The olive harvest on Zakynthos takes place in the autumn and winter, broadly from late autumn into the new year, though the exact timing varies with the year and the weather. During these colder months, after the summer heat has passed and the fruit has ripened and darkened on the trees, families head out to their groves to gather the olives. The fruit is harvested by hand and with rakes and combs, beaten and stripped from the branches onto nets spread beneath the trees, in hard and sociable work often shared among family and neighbours. The olives are then taken quickly to the local presses to be turned into fresh green-gold oil.
Visitors on the island in the autumn and winter may see the groves being harvested and the presses at work, and can taste the fragrant new oil of the season. Because most visitors come in the summer, the harvest is a sight of the quieter, off-season island. Those interested in the working rural life of the island will find the harvest season a rewarding and authentic time to visit, away from the summer crowds.
What is Zakynthos olive oil like?
Zakynthos olive oil is a good-quality Greek olive oil, pressed from olives grown in the island’s groves on the central plain and hills. Like the best Greek oils, fresh island oil is fruity and green, often with a peppery kick at the back of the throat when it is new, a sign of its freshness and quality. It is used as the foundation of the island’s cooking, both raw and cooked: poured over salads and wild greens, drizzled on cheese and bread, used to fry and stew, and stirred into baked dishes. The island’s own cheeses, such as the hard ladotyri, are even matured in olive oil.

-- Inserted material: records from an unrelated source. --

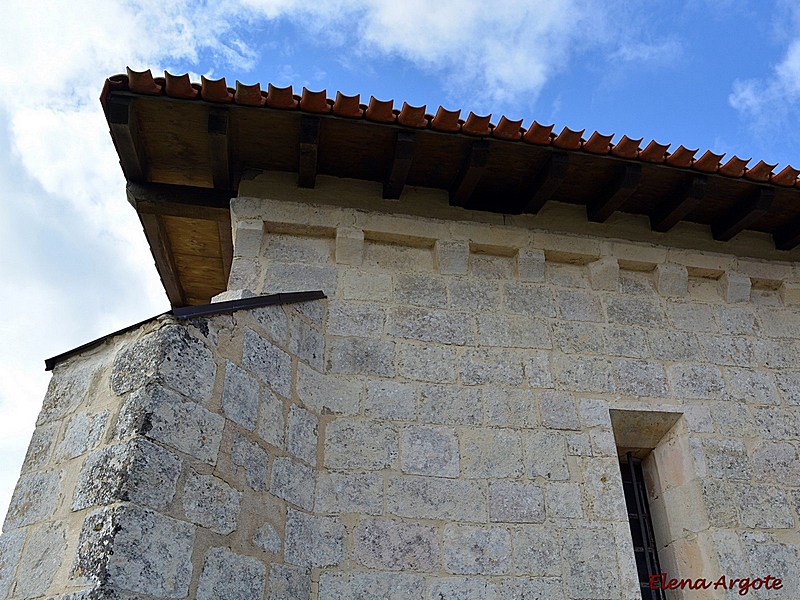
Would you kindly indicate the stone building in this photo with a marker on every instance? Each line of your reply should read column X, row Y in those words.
column 414, row 358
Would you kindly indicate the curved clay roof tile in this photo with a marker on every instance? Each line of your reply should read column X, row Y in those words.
column 215, row 90
column 654, row 152
column 787, row 176
column 568, row 139
column 708, row 163
column 249, row 95
column 761, row 172
column 412, row 116
column 315, row 101
column 380, row 111
column 142, row 82
column 734, row 167
column 682, row 157
column 626, row 147
column 446, row 120
column 507, row 129
column 179, row 86
column 476, row 125
column 598, row 143
column 280, row 97
column 348, row 106
column 539, row 134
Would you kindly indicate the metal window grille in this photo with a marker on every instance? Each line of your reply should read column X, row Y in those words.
column 644, row 544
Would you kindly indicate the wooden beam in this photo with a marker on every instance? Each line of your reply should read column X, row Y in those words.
column 679, row 205
column 218, row 146
column 125, row 133
column 747, row 212
column 401, row 163
column 544, row 183
column 158, row 240
column 615, row 193
column 470, row 174
column 309, row 140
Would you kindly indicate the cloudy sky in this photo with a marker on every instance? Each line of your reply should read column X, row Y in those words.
column 710, row 74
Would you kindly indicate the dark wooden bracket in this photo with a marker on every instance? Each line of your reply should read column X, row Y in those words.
column 401, row 164
column 750, row 210
column 544, row 183
column 678, row 206
column 309, row 140
column 470, row 174
column 614, row 195
column 125, row 131
column 218, row 145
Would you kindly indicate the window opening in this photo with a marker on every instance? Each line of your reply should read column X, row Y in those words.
column 644, row 545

Much of the oil is produced by small family growers and pressed at village mills, and buying it direct from a producer usually gives the freshest and best. The quality of the local oil is one reason the simple, fresh food of the island tastes so good, and it pairs naturally with the other produce of the land, from the cheese and greens to the local wine. For visitors, tasting the island’s oil in the tavernas, or taking a bottle home, is a fine way to enjoy a genuine product of the island’s land and long tradition.
What olive varieties make Zakynthos olive oil?
Zakynthos olive oil comes mainly from two kinds of olive grown across the island, the Koroneiki and the local Lianolia strain. The Koroneiki is a small, hardy olive found across much of Greece, and it presses into a fine, fruity oil with a firm peppery finish that keeps well. The Lianolia is a native island strain, a rounder and gentler olive that yields a softer oil well suited to the everyday table. Growers on the plain and hills work both sorts, and the two together supply the bulk of the oil pressed on the island each year.
The fruit ripens through the autumn and is picked from October into the winter, then taken quickly to the mills to guard its taste. The mix of these varieties, the island soil and the long practice of the growers gives the local oil its steady, recognised character, fruity and green with a clean peppery bite in the fresh new pressing of the season.